General News of Friday, 22 January 2010

Source: The Ghanaian Times

Some workers fear pension so they reduce their ages

Workers have been urged to set their priorities right by ensuring proper planning towards retirement.

Mr. Michael Kofi Bansah, acting Director General of Ghana Prisons Service, gave the advise Thursday at a two-day sensitization workshop for 50 prison officers in Accra on the National Pensions act, 2008, (Act 766) and said every employee would certainly proceed on retirement one day after attaining the mandatory pensionable age of 60.

“This requires strategic planning by employees putting their priorities right,” he stressed, adding “many Ghanaian employees, including Prison officers, least ponder over this reality right from the onset until they are very close to pension.”

In many cases, he said, “pensionable employees are fear stricken and depressed when they are due for retirement with some going to the extent of doctoring the records of their date of birth in order to stay at post a few more years.”

That tendency, he said, stemmed from the fact that “life after pension does not hold any fortune for.” He therefore viewed the workshop as an opportunity to enlighten the officers so that they could take advantage of it and set their priorities right.

Mr. Bansah said successive regimes and governments had made fruitless efforts at finding better and more efficient pension schemes to avert the degrading fate that the new pension scheme was to salvage and demystify problems hitherto created by old pension schemes so as to give hope and dignified life prospects to employees during retirement.

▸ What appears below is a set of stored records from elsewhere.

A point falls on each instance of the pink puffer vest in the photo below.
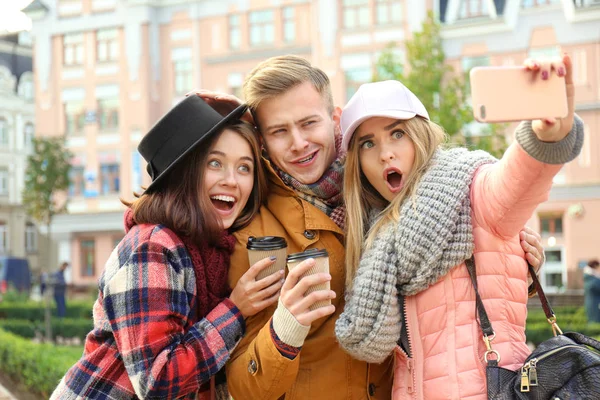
(445, 340)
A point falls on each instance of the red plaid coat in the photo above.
(147, 342)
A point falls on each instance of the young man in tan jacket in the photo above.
(289, 351)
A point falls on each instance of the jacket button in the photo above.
(310, 235)
(252, 367)
(372, 389)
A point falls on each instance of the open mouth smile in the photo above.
(223, 203)
(306, 160)
(393, 178)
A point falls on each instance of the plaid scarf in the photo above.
(326, 193)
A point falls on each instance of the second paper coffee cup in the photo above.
(267, 246)
(321, 258)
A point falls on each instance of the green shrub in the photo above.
(38, 366)
(21, 327)
(66, 327)
(34, 311)
(15, 296)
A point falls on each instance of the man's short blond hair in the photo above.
(277, 75)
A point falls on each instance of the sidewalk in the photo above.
(5, 394)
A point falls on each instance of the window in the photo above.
(3, 132)
(109, 178)
(108, 114)
(261, 28)
(25, 88)
(554, 280)
(355, 13)
(107, 45)
(473, 8)
(3, 182)
(234, 32)
(289, 25)
(88, 264)
(537, 3)
(553, 256)
(183, 76)
(3, 238)
(74, 118)
(551, 224)
(388, 11)
(28, 133)
(468, 63)
(76, 181)
(73, 49)
(69, 8)
(355, 78)
(30, 238)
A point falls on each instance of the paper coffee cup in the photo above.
(321, 258)
(267, 246)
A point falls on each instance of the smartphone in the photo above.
(504, 94)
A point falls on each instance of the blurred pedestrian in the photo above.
(591, 286)
(60, 287)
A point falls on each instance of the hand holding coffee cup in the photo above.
(251, 295)
(305, 293)
(263, 247)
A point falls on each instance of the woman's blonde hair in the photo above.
(362, 199)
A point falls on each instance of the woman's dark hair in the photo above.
(181, 202)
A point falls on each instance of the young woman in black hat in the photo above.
(165, 320)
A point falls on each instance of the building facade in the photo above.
(18, 233)
(106, 70)
(508, 32)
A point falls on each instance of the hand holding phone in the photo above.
(541, 92)
(504, 94)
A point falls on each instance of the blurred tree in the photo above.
(443, 92)
(46, 175)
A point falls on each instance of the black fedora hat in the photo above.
(178, 132)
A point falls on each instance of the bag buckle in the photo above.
(555, 327)
(488, 345)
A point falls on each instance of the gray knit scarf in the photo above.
(434, 235)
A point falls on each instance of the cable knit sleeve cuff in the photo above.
(287, 328)
(559, 152)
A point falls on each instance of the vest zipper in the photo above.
(410, 384)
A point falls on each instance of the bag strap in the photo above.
(484, 321)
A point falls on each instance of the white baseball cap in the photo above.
(379, 99)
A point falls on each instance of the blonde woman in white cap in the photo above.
(415, 213)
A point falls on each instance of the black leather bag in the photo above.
(566, 366)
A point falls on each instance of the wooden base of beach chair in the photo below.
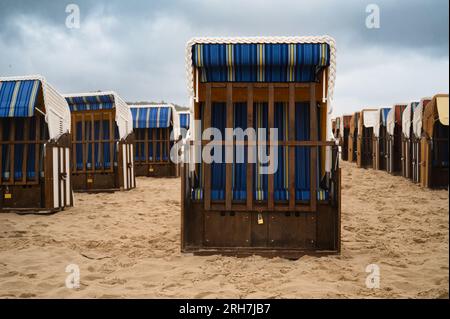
(276, 233)
(157, 170)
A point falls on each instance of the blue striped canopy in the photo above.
(151, 117)
(185, 120)
(18, 98)
(384, 113)
(91, 103)
(298, 62)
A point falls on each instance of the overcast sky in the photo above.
(137, 47)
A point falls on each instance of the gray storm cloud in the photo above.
(137, 47)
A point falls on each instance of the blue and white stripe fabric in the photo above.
(151, 117)
(185, 120)
(270, 62)
(18, 98)
(90, 103)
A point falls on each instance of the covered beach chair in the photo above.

The Interior Ministers, Cletus Avoka, in a speech read on his behalf, said issues of workers’ pay and other emoluments had always been a sore point between government and employees, especially in countries where government was the biggest employer.

The Pension Act, he said, was to improve savings towards sustainable income during retirement. Mr. Avoka said the introduction of a three-tier pension scheme consisting of both mandatory and voluntary schemes was an attempt to reform both the Cap 30 as well as the SSNIT Pension Scheme.

Mr David Adom, Chief Executive of AA&G Services Limited, a consulting firm that is sensitizing the participants on the scheme, said the programme would help the officers to properly manage their lives when the scheme became operational.